“The Jets” Take Flight
For Calvin Lingelbach, the season represented more than wins and numbers. It marked the beginning of something organized and meaningful.
“That team was really special,” Lingelbach said. “That was the first year of the Sunshine State Conference. There were five other schools: Eckerd, Rollins, St. Leo and Florida Southern, and they came together at the Division II level to form a conference. It was great because we weren’t just playing games anymore; we were playing with a goal in mind.”
The Knights embraced that goal quickly.
“We had a pretty good year — actually, a great year,” Lingelbach said. “The guys around me — Bennie, Shaw, Bo — we called ourselves ‘The Jets’ because we scored a lot of points. Bo was unbelievable. Just really good guys all around. We went undefeated, which was very cool, and then advanced to the NCAA Tournament. There were a lot of ‘firsts’ that season that we didn’t even think about at the time. We were just a bunch of young guys playing basketball because we loved it.”
Fifty years later, the weight of those accomplishments feels even heavier.
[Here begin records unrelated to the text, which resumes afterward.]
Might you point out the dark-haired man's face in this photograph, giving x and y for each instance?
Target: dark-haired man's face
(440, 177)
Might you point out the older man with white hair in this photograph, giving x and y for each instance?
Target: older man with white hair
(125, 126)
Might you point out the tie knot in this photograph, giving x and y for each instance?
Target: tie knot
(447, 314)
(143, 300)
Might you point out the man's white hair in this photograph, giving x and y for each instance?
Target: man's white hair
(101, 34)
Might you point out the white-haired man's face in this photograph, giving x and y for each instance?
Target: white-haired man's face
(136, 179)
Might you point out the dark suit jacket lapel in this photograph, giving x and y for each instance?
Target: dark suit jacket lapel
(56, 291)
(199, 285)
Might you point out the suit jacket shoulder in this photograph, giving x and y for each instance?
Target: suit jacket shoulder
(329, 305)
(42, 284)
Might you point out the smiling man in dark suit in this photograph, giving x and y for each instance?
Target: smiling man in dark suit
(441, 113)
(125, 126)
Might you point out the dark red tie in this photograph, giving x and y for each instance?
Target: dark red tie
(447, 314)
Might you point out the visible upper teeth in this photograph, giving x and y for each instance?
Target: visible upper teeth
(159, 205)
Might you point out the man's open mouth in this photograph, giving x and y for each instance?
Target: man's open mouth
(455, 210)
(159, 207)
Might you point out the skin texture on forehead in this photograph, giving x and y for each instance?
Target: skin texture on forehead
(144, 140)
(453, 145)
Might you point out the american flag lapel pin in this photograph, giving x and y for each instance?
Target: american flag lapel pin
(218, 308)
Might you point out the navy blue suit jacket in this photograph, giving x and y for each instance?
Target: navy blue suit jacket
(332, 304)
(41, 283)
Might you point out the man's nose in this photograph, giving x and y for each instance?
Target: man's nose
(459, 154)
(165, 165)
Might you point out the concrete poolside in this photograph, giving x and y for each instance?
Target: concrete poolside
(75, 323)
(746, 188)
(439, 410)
“Somebody mentioned to me that 50 years ago, we went undefeated, and I thought, ‘You know what? You’re absolutely right,’” Lingelbach said. “Now looking back, it’s even cooler than it felt then.”
Built Without a Home
What makes the 1975-76 team’s run even more remarkable is where it happened and where it didn’t.
UCF didn’t have its own gym.
Practices rotated between Oviedo, the Navy base, the armory and wherever the team could find open court space after high school practices ended. University Boulevard was a one-lane road. Technology didn’t exist to track schedules or standings. Everything required extra effort.
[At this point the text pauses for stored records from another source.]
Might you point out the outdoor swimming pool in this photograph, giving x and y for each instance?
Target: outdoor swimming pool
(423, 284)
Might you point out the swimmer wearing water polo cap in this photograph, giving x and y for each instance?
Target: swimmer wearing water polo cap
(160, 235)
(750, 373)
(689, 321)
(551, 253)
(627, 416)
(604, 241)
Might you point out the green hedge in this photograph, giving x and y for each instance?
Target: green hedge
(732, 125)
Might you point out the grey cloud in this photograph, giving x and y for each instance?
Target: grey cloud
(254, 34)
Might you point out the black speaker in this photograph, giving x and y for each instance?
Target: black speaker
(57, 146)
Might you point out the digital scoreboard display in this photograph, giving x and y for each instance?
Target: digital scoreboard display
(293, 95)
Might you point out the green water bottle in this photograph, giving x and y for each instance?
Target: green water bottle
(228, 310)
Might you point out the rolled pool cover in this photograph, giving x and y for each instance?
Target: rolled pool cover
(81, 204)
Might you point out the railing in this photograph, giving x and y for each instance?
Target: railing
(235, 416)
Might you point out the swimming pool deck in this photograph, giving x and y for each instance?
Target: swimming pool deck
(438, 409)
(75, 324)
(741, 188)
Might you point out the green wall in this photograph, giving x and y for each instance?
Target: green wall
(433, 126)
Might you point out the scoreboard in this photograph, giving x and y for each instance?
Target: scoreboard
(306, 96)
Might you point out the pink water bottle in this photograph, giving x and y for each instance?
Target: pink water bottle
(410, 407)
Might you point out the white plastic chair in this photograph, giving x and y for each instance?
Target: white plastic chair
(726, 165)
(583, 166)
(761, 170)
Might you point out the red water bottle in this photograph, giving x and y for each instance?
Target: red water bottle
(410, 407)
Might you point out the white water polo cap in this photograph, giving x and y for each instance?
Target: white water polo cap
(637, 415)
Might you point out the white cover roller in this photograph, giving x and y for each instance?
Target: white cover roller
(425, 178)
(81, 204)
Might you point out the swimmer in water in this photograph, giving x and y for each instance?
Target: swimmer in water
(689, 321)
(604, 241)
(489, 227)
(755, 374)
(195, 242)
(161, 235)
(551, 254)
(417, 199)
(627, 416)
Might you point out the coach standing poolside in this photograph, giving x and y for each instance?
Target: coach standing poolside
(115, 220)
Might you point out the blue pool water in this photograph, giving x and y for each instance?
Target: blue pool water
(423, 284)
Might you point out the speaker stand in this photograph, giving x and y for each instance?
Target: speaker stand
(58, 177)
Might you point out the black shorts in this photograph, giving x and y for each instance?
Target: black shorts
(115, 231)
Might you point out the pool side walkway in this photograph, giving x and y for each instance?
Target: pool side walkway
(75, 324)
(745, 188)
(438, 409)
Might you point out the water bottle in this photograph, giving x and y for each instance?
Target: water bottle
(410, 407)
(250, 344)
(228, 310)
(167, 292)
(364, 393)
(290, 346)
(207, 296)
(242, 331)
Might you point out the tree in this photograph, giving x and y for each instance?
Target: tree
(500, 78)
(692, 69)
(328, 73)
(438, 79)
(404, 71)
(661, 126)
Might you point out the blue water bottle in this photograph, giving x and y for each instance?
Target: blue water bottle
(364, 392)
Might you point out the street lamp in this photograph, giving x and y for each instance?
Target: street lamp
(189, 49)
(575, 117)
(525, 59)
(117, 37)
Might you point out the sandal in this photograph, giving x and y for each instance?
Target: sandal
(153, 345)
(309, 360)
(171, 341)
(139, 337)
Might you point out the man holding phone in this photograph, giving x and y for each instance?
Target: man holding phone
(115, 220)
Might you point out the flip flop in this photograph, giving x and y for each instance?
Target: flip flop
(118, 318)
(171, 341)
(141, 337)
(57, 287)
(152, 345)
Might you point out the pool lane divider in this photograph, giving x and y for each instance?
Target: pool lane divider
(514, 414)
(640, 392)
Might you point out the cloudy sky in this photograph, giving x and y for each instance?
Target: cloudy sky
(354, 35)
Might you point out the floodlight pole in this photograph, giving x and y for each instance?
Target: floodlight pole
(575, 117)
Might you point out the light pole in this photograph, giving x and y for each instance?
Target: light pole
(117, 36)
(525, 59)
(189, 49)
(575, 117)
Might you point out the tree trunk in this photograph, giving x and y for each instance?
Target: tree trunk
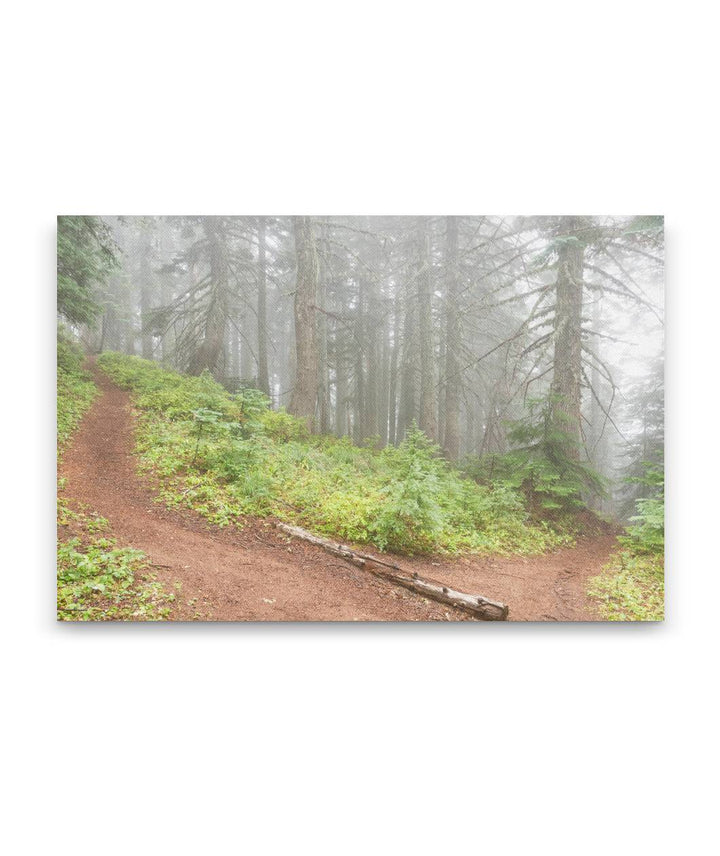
(567, 361)
(392, 392)
(146, 289)
(209, 354)
(451, 433)
(263, 374)
(428, 414)
(304, 396)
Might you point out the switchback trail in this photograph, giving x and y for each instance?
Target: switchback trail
(259, 574)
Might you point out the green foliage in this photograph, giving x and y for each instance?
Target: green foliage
(96, 580)
(539, 463)
(227, 456)
(99, 581)
(86, 255)
(75, 389)
(632, 588)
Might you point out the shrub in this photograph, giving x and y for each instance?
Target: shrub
(228, 455)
“We didn’t even have a gym on campus, so we were traveling all over Central Florida to practice,” Lingelbach said. “It was definitely a challenge, but I think it made us stronger. We spent so much time together because we had to, and that helped us grow closer.”
Shaw echoed the sentiment.
“We would go to class, get out of class, jump in a car and carpool,” he said. “We became very close because we spent so much time together. It was a lot of fun.”
The inconvenience became an advantage. Hours on the road turned into lifelong bonds.
“I played against guys like Bennie Shaw in high school, he was at Boone, and we were rivals,” Lingelbach said. “For two years we battled each other, and then suddenly we’re teammates, hugging each other. Bo Clark was this pesky sophomore at Bishop Moore that we couldn’t stand playing against, and then I end up playing for his dad.”
That father figure was Coach Clark.
“When I think of FTU basketball, he’s at the top of the list,” Lingelbach said. “He was like another dad to me. His priorities were always faith and family before basketball. Whether he meant to or not, he taught us life lessons every day. I always remember those three words: faith, family and friends. Basketball fit in there somewhere, but those came first.”